Some Reflections on Pastoral Care

Yesterday was brutal: Mass, preaching, lunch with parishioners and then 4.5 hours worth of pastoral counselling! It's a strange phenomenon, but the demands on my pastoral care giving definitely clusters. I'll go weeks and weeks without much more than dealing with the normal low-level stuff and then, BANG, I'll have several unrelated situations pop up at once. Why yesterday? I have no idea. Some were people I know, others were more random. Some were situations I knew I would be dealing with, but most were not. So a few observations from a long day giving this kind of support:

What you (the Counsellor) need, you will be given
I really wondered a couple of times whether I would have the energy toward the end of the day to be useful in my role as a Pastor, but each time I sat down with someone I found myself becoming energized by the engagement. Once you start listening to the story, you find you have all the energy you need.

I also find, in my experience, that it's pretty useless to spend much energy before hand trying to prepare a response. "The answer is always in the client," I remember one of my mentors in Social Work telling me. And it's true! When I listen to someone in need I usually have no trouble at all realizing what to do and say in that moment. It's not magic, just a lot of experience, training, and prayer.

There is a special relationship between the Pastor's Prayers and Pastoral Care
I find that my personal devotions and prayers have taken on a very different quality since I become directly involved in ministry.
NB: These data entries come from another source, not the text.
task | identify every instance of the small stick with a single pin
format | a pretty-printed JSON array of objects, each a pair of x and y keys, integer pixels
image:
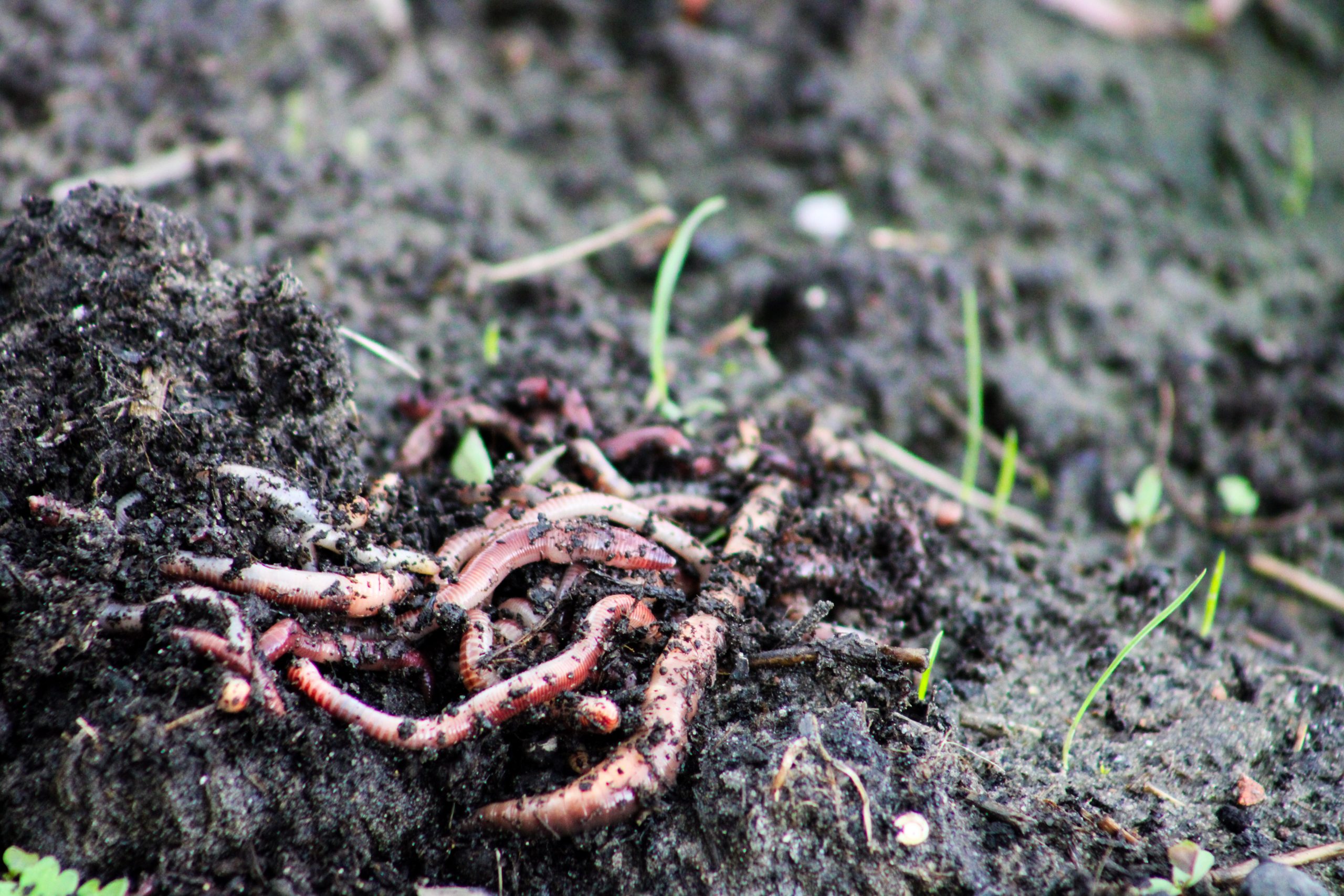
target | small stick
[
  {"x": 156, "y": 171},
  {"x": 948, "y": 484},
  {"x": 389, "y": 355},
  {"x": 1299, "y": 579},
  {"x": 1238, "y": 872},
  {"x": 481, "y": 275}
]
It's not just that I have specific people and situations to pray about, but that somehow the pastoral relationship (me to parishioner) changes the priestly relationship (me to God). Hard to describe--but I just know that the more engaged I am in any particular season of my ministry with people in need the more I find my prayer life feeling very different.
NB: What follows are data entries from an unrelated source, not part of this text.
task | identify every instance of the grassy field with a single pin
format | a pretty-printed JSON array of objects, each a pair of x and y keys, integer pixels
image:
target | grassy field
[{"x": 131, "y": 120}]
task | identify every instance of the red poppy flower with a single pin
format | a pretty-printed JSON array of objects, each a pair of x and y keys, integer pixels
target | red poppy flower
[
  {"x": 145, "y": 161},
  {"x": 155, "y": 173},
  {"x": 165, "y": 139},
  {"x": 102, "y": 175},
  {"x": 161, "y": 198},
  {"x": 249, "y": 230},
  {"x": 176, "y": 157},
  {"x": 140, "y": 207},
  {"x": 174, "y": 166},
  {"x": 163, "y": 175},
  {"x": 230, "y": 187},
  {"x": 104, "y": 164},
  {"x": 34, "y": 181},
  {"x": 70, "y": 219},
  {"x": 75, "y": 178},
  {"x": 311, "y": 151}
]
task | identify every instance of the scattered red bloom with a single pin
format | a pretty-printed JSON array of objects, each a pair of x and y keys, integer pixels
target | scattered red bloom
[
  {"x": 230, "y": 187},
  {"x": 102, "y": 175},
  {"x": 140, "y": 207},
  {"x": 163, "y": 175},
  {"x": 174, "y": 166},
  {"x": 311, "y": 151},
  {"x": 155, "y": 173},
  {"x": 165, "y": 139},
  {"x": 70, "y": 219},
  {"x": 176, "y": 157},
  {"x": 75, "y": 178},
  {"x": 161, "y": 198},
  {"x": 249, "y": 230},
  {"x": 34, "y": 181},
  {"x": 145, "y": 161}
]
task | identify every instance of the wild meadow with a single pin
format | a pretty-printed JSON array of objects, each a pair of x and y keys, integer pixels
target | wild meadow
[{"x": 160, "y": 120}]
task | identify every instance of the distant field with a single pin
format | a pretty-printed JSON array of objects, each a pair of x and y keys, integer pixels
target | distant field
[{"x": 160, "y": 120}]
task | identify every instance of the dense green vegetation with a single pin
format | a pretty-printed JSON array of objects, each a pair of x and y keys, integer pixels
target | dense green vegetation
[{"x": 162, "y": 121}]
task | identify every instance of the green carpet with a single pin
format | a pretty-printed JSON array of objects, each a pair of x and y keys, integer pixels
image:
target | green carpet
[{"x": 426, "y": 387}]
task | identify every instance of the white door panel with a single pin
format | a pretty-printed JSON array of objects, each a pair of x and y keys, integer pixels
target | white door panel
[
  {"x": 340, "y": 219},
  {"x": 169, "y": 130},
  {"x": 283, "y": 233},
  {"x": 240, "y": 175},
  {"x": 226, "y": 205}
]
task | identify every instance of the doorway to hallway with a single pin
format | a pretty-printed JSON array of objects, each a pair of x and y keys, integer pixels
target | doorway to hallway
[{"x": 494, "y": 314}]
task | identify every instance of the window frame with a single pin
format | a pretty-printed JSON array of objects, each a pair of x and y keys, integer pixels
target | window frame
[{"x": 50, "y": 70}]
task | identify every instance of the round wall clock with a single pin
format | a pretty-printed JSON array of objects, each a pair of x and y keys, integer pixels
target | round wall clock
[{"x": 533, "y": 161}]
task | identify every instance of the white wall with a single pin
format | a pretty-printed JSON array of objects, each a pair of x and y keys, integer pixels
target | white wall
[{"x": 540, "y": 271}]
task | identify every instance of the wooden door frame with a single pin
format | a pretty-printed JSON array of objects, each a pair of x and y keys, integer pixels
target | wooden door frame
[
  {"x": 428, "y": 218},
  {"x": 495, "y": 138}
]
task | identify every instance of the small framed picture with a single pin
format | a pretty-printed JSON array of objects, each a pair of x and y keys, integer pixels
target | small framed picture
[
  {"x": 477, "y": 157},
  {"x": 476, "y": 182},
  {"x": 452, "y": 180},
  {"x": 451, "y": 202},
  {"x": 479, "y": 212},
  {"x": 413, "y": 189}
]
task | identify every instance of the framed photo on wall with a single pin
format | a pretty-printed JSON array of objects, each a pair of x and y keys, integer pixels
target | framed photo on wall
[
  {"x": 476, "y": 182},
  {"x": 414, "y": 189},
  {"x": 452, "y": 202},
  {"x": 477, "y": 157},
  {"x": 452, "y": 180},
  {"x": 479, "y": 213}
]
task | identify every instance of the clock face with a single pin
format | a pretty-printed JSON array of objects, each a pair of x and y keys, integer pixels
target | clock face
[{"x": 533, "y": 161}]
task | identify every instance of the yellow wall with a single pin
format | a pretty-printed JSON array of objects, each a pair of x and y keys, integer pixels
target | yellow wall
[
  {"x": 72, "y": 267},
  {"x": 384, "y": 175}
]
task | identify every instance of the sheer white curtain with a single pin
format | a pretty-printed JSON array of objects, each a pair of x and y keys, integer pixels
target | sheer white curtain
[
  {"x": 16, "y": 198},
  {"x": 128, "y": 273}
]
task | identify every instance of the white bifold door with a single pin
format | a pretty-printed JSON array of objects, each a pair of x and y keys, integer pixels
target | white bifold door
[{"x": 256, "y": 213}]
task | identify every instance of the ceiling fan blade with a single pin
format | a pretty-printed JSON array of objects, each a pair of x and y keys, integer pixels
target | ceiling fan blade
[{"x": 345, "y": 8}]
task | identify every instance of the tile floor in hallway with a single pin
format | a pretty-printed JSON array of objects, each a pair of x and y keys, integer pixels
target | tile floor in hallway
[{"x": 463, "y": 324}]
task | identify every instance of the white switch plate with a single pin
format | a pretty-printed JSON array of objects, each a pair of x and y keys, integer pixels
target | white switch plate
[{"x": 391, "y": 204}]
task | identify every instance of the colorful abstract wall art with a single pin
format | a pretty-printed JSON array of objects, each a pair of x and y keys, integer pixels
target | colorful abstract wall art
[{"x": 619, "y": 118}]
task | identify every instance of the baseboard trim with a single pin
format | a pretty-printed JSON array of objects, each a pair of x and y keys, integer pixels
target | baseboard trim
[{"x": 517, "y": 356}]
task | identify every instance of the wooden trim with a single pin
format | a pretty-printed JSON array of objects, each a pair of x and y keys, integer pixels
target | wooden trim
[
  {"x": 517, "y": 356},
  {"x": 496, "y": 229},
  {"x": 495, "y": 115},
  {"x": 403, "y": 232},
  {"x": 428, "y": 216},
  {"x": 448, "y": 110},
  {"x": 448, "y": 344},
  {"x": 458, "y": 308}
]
One difference is that I'm often very aware of God's presence in counselling situations. I can feel it. Moreover, I sometimes feel as though I'm intuiting how I can cooperate with that grace. I'm not saying that's always the case--but often I feel very clear in my own self about God's presence and affection and how I should be incarnating that.

It's a wonderful confirmation of vocation (which we all need from time-to-time) to be sitting a chair listening and talking and praying and just know, deep in your bones, that you are doing exactly what God wants you to be doing. This is all the more striking when I note that the person I'm counselling doesn't necessarily see it that way! Love can be gentle, but love can be pretty sharp sometimes, too.

I'm not trying to say I'm any kind of master counsellor or anything, just that I really like the way God is shaping me through this ministry. I haven't spoken this deeply about pastoral care with any of my colleagues recently, but I suspect many of them may have similar feelings.